The @IntrinsicCandidate
indicates that an annotated method is
recognized by vmIntrinsics.hpp
and may be subject to intrinsification
by the HotSpot VM (see LibraryCallKit::try_to_inline
in
library_call.cpp
) if an intrinsic is available. Intrinsification replaces a
candidate method's body, bytecode or native, with handwritten platform
assembly and/or compiler IR. Many Java library methods have properties that
cannot be deduced by the compiler for optimization, or can utilize specific
hardware instructions not modeled by the compiler IR, making intrinsics
necessary.
Intrinsification may never happen, or happen at any moment during execution. For example, the bytecodes of a candidate method may be executed by lower compilation tiers of VM execution, while higher compilation tiers may replace the bytecodes with specialized assembly code and/or compiler IR. Therefore, intrinsic implementors must ensure that non-bytecode execution has the same results as execution of the actual Java code in all application contexts (given the assumptions on the arguments hold).
A candidate method should contain a minimal piece of Java code that should be replaced by an intrinsic wholesale. The backing intrinsic is (in the common case) unsafe - they do not perform checks, but have assumptions on their arguments that can ensure type safety. These assumptions must be clearly documented on the candidate methods, and the callers are fully responsible for preventing any kind of type safety violation. As long as these assumptions hold, readers can simply refer to the candidate method's Java code body for program behaviors.
Examples of type safety violations include: dereferencing a null pointer; accessing a field or method on an object which does not possess that field or method; accessing an element of an array not actually present in the array; and manipulating managed references in a way that prevents the GC from managing them.
To ensure type safety, candidate methods are typically private, and access to them are encapsulated by more accessible methods that perform argument validations. Any validation must be done on values that are exclusively accessed by the current thread: shared fields must be read into local variables, and shared arrays must be copied to an exclusive copy, to ensure each shared location (a field or an array component) is accessed exactly once.
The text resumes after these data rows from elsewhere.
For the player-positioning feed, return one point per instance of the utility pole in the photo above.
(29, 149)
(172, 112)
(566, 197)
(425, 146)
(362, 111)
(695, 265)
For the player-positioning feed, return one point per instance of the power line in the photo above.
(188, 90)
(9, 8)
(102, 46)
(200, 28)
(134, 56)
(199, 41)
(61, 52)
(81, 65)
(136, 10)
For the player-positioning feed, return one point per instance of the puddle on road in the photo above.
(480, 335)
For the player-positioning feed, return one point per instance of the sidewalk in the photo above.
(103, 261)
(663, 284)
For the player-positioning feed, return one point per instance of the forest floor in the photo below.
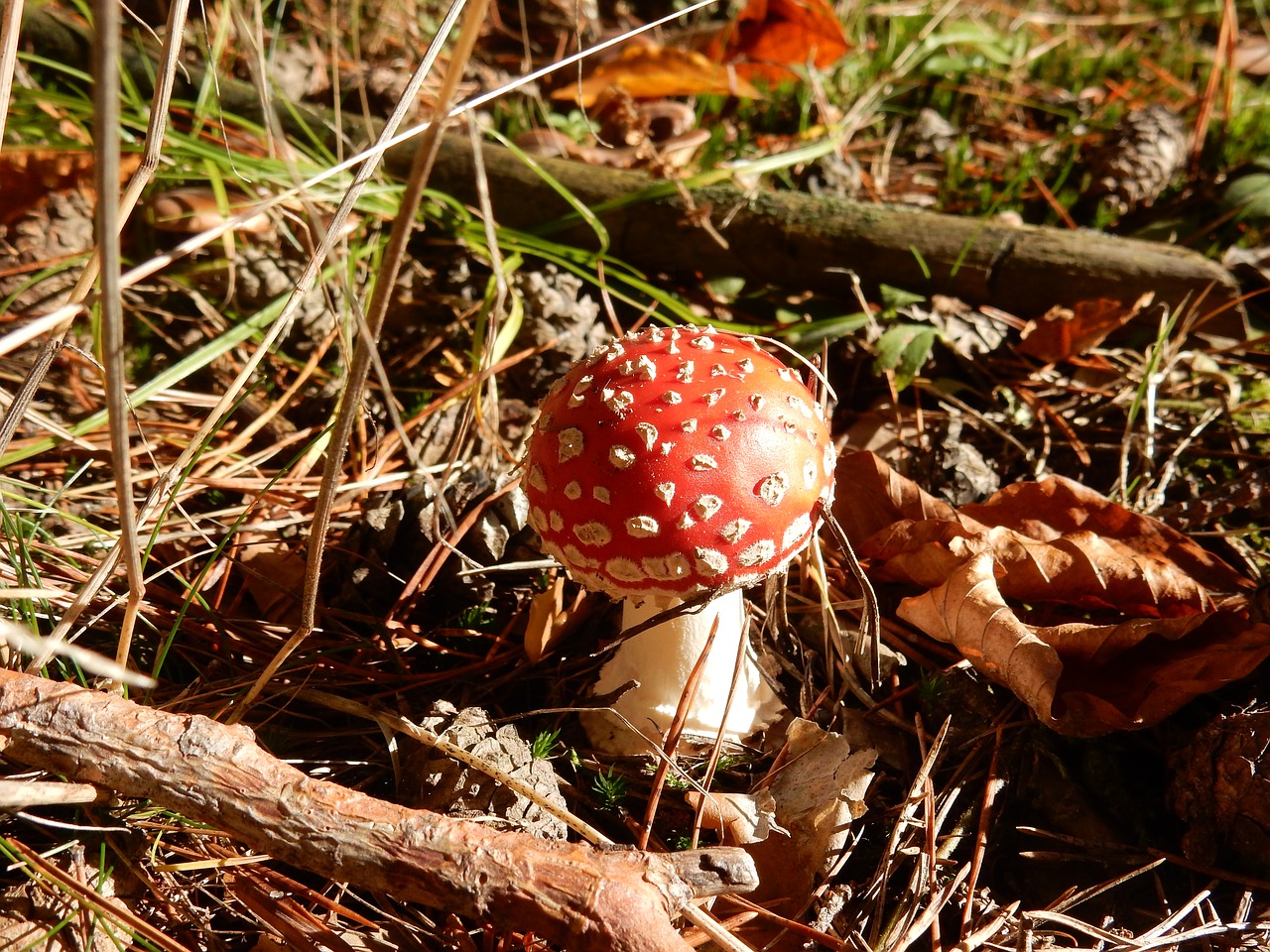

If a shared location is read multiple times for check and for use, race conditions may cause two reads to produce distinct values, known as TOCTOU (time of check and time of use), and the read for use may produce an illegal value. Finally, the thread-exclusive validated values are passed to the candidate method.
For some highly optimized algorithms, it may be impractical to ensure that array data is read or written only once by the intrinsic. If the caller of the intrinsic cannot guarantee that such array data is unshared, then the caller must also document the effects of any race condition. (Such a race occurs when another thread writes the array data during the execution of the intrinsic.) For example, the documentation can simply say that the result is undefined if a race happens. However, race conditions must not lead to program failures or type safety breaches, as listed above.